Watershed Explorers Program
Check out our field trips!
Rockville Park, 2014
The Watershed Explorers program introduces participants to the outdoor, natural world. It helps children build an awareness of the wild places Solano County is lucky to have in abundance. After four in-class lessons and a four-hour field trip, children who participate in our program:
- understand the impact of storm water on their watershed, particularly the impacts of oil, chemicals and human debris in that storm water;
- know stewardship practices they and their family can practice to protect the watershed;
- understand the difference between native and non-native, invasive plants;
- know at least one pollinator species the study watershed is habitat to.
Lagoon Valley Park, 2014
In the classroom, teachers use Watershed Explorers program manuals to prepare students for their experience through lessons and activities, including:
- making a paper watershed model to observe what happens when oil or other contaminants are improperly disposed of somewhere in the watershed;
- learning how water flows;
- calculating the number of gallons of water they use each day and discussing ways to lessen their consumption;
- drawing the life cycle of a plant, reading about pollinators and discussing phenology and its relevance to the interconnectedness of humans, animals, weather and our environment.
At their field trip site, students become scientific explorers. They are assigned tasks and equipped with instruments for data collection: a journal, clipboard, magnifying lens, and binoculars.
Rockville Park, 2014
Students set out on a hike into the open space, stopping first at an interactive learning experience about the relationship between human behaviors in urban areas and the impact of those behaviors in wild or open space.
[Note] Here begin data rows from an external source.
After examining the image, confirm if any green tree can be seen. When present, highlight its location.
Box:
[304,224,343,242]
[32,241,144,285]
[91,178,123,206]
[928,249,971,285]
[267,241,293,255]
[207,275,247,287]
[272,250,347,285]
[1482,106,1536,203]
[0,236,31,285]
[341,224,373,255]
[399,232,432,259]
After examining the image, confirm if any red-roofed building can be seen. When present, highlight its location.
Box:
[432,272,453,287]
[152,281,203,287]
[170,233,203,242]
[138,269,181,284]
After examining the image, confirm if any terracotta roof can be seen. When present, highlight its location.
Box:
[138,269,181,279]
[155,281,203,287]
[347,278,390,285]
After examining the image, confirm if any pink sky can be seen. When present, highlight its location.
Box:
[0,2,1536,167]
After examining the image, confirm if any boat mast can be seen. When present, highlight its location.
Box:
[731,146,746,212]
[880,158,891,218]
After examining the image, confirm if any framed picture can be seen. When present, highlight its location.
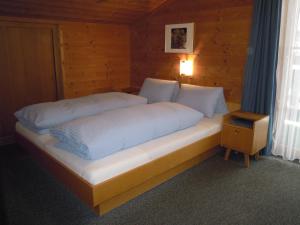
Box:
[165,23,194,53]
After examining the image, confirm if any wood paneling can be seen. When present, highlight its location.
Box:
[0,0,167,23]
[0,17,130,98]
[0,21,58,141]
[59,23,130,98]
[131,0,253,102]
[0,17,130,143]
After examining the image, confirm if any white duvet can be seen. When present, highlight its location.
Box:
[50,102,203,160]
[15,92,147,133]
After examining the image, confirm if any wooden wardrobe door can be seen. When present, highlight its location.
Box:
[0,22,57,144]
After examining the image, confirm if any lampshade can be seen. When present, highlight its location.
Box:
[180,60,193,76]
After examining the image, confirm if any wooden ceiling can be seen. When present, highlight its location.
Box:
[0,0,170,24]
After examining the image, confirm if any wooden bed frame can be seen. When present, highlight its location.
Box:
[16,132,221,215]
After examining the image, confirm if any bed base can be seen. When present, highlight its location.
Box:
[16,132,221,215]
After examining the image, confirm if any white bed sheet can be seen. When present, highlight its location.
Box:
[16,114,222,185]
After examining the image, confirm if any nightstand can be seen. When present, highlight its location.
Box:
[221,111,269,167]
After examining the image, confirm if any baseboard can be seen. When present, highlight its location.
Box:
[0,136,16,146]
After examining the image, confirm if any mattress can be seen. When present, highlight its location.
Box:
[16,114,222,185]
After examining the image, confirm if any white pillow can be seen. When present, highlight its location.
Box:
[176,84,228,117]
[139,78,179,103]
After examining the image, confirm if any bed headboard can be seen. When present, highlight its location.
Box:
[226,102,241,112]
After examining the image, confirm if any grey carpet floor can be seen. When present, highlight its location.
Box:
[0,146,300,225]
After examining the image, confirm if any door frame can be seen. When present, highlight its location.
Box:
[0,16,64,100]
[0,16,64,146]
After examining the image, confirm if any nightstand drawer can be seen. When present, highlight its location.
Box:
[221,124,253,153]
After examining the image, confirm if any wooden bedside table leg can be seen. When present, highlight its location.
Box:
[244,153,250,168]
[255,152,259,160]
[224,148,231,160]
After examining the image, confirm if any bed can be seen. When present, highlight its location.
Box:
[16,114,222,215]
[16,78,239,215]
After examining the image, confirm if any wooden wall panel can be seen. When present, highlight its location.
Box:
[131,0,253,102]
[59,23,130,98]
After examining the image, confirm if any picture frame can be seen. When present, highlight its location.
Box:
[165,23,195,53]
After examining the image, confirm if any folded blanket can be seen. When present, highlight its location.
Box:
[15,92,147,133]
[50,102,203,160]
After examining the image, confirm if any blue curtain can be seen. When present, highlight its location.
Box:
[242,0,282,154]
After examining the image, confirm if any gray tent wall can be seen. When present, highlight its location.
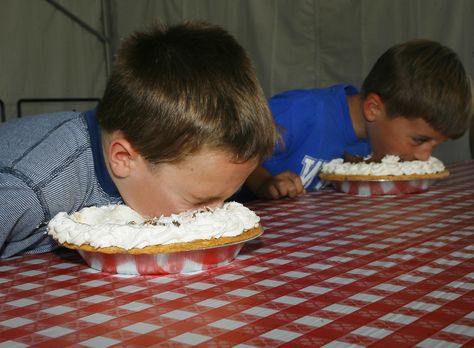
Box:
[0,0,474,162]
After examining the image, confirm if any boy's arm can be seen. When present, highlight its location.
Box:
[245,166,305,199]
[0,173,48,259]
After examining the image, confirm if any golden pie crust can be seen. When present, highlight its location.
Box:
[62,225,263,255]
[319,170,449,181]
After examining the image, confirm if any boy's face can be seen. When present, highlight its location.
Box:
[367,114,447,161]
[363,93,447,161]
[119,150,258,217]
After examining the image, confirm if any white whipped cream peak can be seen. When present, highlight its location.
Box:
[321,155,445,176]
[48,202,260,250]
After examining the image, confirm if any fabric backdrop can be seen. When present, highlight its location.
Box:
[0,0,474,162]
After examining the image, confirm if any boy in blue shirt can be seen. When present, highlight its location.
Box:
[236,40,473,201]
[0,23,277,258]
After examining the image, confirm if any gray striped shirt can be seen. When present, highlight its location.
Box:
[0,112,122,258]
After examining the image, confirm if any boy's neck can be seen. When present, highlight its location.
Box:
[347,94,367,139]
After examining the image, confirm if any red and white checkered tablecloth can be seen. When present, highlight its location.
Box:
[0,161,474,348]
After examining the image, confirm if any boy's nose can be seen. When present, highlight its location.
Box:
[414,148,433,161]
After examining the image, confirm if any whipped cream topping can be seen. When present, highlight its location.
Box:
[321,155,445,176]
[48,202,260,250]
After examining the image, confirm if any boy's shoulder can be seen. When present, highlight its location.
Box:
[269,84,359,116]
[0,112,88,168]
[269,84,359,104]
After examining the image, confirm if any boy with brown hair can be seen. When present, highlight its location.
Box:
[234,40,473,201]
[0,23,277,258]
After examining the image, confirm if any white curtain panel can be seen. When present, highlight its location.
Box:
[0,0,474,162]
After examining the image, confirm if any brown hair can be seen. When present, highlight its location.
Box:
[97,22,277,164]
[360,39,473,138]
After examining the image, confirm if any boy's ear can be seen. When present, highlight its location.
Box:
[362,93,385,122]
[107,137,138,178]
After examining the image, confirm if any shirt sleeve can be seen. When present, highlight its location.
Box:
[0,173,50,258]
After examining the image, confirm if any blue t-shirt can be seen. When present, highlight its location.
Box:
[233,85,370,201]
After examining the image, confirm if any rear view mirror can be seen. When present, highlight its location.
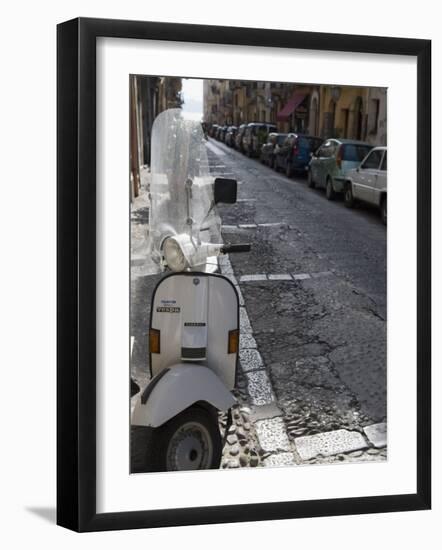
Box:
[213,178,237,204]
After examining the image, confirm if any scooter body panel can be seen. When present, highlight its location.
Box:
[150,272,239,390]
[132,363,236,428]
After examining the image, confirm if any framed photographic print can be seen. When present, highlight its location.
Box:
[57,18,431,531]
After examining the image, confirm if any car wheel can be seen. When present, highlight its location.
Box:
[381,195,387,225]
[344,182,355,208]
[325,177,336,201]
[145,405,222,472]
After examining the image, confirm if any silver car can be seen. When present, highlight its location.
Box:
[344,147,387,224]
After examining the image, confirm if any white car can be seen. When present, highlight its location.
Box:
[344,147,387,224]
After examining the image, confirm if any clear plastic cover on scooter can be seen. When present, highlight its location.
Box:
[149,109,222,270]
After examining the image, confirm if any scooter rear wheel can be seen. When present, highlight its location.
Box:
[146,405,222,472]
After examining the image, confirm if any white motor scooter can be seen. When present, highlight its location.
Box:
[132,109,250,471]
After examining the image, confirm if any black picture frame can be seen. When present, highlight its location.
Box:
[57,18,431,531]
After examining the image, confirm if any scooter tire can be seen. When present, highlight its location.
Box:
[145,405,222,472]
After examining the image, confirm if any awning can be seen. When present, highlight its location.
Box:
[276,92,307,122]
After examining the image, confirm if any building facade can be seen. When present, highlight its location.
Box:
[204,80,387,145]
[129,75,183,201]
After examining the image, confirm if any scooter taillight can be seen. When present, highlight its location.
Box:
[149,328,161,353]
[336,145,342,170]
[227,329,239,353]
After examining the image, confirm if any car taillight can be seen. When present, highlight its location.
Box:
[149,328,161,353]
[336,146,342,170]
[227,329,239,353]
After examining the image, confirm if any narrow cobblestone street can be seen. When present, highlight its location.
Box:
[131,135,387,468]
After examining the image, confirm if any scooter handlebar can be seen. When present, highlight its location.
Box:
[221,243,251,254]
A hands-on activity provides students with a three-dimensional visual of the watershed and allows them to see how urban runoff enters nearby storm drains and ends up in the Sacramento River, Suisun Marsh, Carquinez Straight or San Pablo Bay, depending on where students live.
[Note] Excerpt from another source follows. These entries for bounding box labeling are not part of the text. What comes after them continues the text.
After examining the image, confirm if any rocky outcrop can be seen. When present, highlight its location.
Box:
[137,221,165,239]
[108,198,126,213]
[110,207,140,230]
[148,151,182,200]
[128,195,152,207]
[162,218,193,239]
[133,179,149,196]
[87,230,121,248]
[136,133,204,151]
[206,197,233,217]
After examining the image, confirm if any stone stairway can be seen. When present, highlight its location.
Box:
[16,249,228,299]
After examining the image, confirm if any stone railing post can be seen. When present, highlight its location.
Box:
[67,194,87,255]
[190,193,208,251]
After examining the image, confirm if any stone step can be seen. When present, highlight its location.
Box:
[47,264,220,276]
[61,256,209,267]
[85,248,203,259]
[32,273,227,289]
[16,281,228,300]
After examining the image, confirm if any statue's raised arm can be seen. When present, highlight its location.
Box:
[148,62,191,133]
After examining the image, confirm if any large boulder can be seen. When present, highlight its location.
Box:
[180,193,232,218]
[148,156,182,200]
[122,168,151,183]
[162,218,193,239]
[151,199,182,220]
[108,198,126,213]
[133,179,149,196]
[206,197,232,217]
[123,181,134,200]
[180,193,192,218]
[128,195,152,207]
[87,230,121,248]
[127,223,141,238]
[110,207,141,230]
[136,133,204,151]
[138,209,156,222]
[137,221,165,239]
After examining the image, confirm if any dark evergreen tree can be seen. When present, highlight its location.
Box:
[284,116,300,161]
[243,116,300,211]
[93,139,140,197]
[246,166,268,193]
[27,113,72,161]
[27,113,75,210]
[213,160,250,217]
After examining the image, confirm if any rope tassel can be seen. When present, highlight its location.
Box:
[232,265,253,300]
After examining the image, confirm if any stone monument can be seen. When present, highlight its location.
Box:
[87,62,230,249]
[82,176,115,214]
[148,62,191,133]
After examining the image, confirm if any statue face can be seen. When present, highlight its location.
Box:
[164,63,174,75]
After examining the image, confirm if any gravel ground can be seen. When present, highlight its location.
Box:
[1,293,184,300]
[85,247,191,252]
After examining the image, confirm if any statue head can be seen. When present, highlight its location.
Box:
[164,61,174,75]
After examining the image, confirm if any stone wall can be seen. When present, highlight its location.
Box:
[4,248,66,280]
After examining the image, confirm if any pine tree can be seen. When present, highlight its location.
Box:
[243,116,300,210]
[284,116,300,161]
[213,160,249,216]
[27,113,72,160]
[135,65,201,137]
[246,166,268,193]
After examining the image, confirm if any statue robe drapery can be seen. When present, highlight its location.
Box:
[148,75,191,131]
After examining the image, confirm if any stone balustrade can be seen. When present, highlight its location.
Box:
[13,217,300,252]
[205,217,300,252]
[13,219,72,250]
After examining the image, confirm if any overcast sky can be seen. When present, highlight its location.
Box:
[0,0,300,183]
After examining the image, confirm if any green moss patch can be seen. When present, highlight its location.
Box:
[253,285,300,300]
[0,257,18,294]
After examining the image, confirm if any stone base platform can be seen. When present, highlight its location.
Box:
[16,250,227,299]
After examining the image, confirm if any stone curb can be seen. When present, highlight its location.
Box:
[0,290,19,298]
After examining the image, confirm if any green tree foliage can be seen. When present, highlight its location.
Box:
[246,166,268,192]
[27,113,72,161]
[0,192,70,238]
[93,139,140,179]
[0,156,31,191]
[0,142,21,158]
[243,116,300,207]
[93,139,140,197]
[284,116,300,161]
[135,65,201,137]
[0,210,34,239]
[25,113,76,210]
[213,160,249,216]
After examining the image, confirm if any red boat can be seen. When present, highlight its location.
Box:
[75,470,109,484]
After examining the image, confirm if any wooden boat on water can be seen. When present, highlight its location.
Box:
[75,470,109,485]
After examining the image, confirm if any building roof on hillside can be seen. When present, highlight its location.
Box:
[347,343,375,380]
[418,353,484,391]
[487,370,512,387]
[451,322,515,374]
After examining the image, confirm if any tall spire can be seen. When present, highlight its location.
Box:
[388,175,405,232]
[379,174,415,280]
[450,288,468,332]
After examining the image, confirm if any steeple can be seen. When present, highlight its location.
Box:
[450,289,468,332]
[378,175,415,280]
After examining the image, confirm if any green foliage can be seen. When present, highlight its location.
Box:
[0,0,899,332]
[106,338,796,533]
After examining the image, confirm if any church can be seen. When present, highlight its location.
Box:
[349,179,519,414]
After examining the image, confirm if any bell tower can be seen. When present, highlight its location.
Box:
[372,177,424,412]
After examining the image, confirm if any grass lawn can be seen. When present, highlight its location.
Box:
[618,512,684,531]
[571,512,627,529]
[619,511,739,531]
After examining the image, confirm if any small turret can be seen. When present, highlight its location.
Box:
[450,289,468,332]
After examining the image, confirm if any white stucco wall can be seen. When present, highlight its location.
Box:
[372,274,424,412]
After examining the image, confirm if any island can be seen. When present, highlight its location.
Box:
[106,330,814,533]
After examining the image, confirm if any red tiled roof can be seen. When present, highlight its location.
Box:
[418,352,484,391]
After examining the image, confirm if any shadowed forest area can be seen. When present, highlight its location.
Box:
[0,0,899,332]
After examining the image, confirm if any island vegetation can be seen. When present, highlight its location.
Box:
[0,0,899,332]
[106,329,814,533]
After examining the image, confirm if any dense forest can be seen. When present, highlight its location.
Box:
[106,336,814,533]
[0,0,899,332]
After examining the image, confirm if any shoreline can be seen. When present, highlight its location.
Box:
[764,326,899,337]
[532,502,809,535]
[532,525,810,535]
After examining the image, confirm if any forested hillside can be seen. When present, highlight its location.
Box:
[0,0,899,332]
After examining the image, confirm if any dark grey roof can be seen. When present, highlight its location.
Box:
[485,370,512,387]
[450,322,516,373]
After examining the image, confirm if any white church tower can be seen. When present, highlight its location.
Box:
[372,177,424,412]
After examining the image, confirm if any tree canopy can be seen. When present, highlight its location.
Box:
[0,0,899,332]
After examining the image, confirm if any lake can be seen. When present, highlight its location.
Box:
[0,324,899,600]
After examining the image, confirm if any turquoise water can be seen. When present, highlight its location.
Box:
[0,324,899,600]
As students explore, they look for traces of birds, insects and mammals, hiking through open spaces only miles from their home. Using the program journal, they identify plant species, learn how some plants are pollinated and learn how seed dispersal works for different plants. Program educators help students observe how everything in nature fits together to create the systems that support the plants, the wildlife, and the people who share the planet.
Hanns Park, 2014
Generous funding from the community and State make this program free to all participants. Solano RCD's Welcome to the Watershed Program enables us to provide each child with a 39-page Solano County Outdoors! guide to other open spaces and parks they can explore with their families and friends. A 2016 State Parks Habitat Conservation Fund grant will allow us to begin piloting an additional fall field trip to a trial group of classrooms in fall 2018. This field trip will focus on phenology and citizen science, and tie into the existing Watershed Explorers Curriculum. We will be working with our funding partners to expand the second field trip to all interested classrooms by the end of our four-year grant term.